Types of meat cooking: 2 basic techniques of cooking meat

Moist Heat Cooking

Moist heat might sound like a weird title for a method for cooking meat; however, moist heat cooking methods are very reliable and easy. They also help flavor your meat a lot more evenly and intensely. One of the moist head cooking methods can also leave you with a byproduct known as ‘meat stock,’ which can be saved and used as an ingredient in any future dish that cools for it.

Braising

Braising is where meat is cooked in an environment where steam is trapped and held so that it cooks the meat. This is easily done by wrapping meat in foil wrap and adding a tablespoon of water to it. The source of the steam can either be water or any other liquid added to the meat. A juicier type of meat may have no additives and can be braised in its own juices.

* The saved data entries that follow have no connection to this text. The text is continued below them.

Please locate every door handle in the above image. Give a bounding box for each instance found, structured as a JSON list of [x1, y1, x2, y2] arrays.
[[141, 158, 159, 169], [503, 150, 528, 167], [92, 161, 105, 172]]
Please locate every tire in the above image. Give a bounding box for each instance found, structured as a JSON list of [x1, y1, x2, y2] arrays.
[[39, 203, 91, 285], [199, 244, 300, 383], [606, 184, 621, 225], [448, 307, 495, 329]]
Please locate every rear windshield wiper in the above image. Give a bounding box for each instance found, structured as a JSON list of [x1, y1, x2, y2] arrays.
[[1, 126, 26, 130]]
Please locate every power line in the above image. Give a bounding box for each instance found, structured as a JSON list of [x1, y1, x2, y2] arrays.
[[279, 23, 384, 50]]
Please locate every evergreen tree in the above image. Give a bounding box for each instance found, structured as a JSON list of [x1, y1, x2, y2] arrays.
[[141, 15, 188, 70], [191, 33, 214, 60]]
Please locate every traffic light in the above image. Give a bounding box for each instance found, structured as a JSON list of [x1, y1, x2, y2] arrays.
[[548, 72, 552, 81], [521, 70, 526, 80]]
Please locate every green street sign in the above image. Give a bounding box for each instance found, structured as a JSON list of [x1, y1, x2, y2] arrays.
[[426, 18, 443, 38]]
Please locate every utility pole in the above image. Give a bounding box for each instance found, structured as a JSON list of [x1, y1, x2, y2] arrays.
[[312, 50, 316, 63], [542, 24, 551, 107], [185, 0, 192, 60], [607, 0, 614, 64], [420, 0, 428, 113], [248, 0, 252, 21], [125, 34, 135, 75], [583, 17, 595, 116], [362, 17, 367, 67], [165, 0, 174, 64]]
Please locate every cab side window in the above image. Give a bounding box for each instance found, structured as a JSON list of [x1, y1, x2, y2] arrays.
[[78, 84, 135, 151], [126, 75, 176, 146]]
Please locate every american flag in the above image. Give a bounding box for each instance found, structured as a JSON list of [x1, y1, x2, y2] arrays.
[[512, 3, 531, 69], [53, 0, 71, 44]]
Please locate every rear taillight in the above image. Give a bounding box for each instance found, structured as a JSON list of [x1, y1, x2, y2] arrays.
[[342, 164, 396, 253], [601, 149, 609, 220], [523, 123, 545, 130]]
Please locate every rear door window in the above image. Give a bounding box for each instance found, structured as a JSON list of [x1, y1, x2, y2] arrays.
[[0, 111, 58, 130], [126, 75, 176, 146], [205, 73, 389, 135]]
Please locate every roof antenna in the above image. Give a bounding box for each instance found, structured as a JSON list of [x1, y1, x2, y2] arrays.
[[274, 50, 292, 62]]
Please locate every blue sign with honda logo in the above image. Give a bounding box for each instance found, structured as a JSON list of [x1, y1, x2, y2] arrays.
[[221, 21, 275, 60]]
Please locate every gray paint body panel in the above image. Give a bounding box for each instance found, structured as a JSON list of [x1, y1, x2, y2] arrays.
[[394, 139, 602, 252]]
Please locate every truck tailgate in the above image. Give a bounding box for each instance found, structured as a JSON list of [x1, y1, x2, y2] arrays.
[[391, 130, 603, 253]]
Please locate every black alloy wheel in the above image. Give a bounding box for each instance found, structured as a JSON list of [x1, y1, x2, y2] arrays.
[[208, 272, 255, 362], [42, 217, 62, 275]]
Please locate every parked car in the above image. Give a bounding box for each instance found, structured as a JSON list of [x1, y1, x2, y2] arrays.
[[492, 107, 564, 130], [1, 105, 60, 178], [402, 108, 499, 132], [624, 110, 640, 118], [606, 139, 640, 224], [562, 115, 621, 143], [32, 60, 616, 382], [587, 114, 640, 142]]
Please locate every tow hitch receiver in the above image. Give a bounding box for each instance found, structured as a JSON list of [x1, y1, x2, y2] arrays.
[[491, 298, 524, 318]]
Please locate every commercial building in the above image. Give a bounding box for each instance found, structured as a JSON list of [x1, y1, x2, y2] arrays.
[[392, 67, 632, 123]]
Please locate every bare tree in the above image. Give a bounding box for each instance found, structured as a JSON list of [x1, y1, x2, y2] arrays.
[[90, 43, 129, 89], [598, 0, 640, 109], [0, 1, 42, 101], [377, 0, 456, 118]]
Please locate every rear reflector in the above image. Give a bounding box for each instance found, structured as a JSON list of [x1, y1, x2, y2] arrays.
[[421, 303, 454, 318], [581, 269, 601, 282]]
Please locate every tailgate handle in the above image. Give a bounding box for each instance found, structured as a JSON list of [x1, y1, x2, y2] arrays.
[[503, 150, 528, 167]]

This is a great way to evenly cook a less tender cut of meat and is great for ensuring raw meat is thoroughly cooked.

Cooking in Liquid

While the dry heat cooking method is mostly keeping food away from a direct heat source, the moist heat method brings the heat source a bit closer to the meat. Cooking in liquid is more commonly known as stewing, simmering, or poaching.

This method is done by covering a cut of meat with water or a liquid and simmering it in a kettle or pot until the meat is tender and well done. Tender cuts of meat can be used here but may come out overly tender and might break apart easily.

Simmering is done with whole cuts of meat, so it is great for cooking poultry, whereas stewing is more effective with small or thin pieces of meat.

Which Meat Is Best For Moist Heat Cooking?

Not all meat cooking methods are appropriate for any type of meat. Ground beef can be used in a lot of the methods, such as pan-frying. However, if ground beef was to be used in deep-fat frying, it would not turn out very well as the pieces are so thin and small.

The best meats for moist heat methods are the less tender cuts of meat. This is because the moist heat helps break down any of the tough connective tissue inside the meat. Alongside this, it will also help add moisture to the meat and cook the meat very evenly.

More tender cuts of meat are not in need of additional moisture and are usually cooked quickly with dry heat instead of being cooked for a long time with moist heat.

If you are not sure how to know if your meat is tender or not, there are a few variables that determine the tenderness of the meat. These are;

  • Where on the animal the meat is cut from
  • The amount of marbling
  • The age of the animal when it was slaughtered
  • If the meat was properly stored
  • How the meat was prepared before being sold
Types of meat cooking: 2 basic techniques of cooking meat

FAQs on Meat Cooking Methods

What are the 7 types of meat cookery?

The main seven types of meat cooking methods are roasting, broiling, pan-broiling, pan-frying, stir-frying, grilling, braising, and cooking in liquid.

What are the different types of meat?

There are three main types or categories that meat is placed into. These are red meat, poultry, and seafood. Poultry is also known as white meat and contains mostly chickens and turkeys. Red meat is pork, beef, goat, and lamb, Seafood is fish and crustaceans.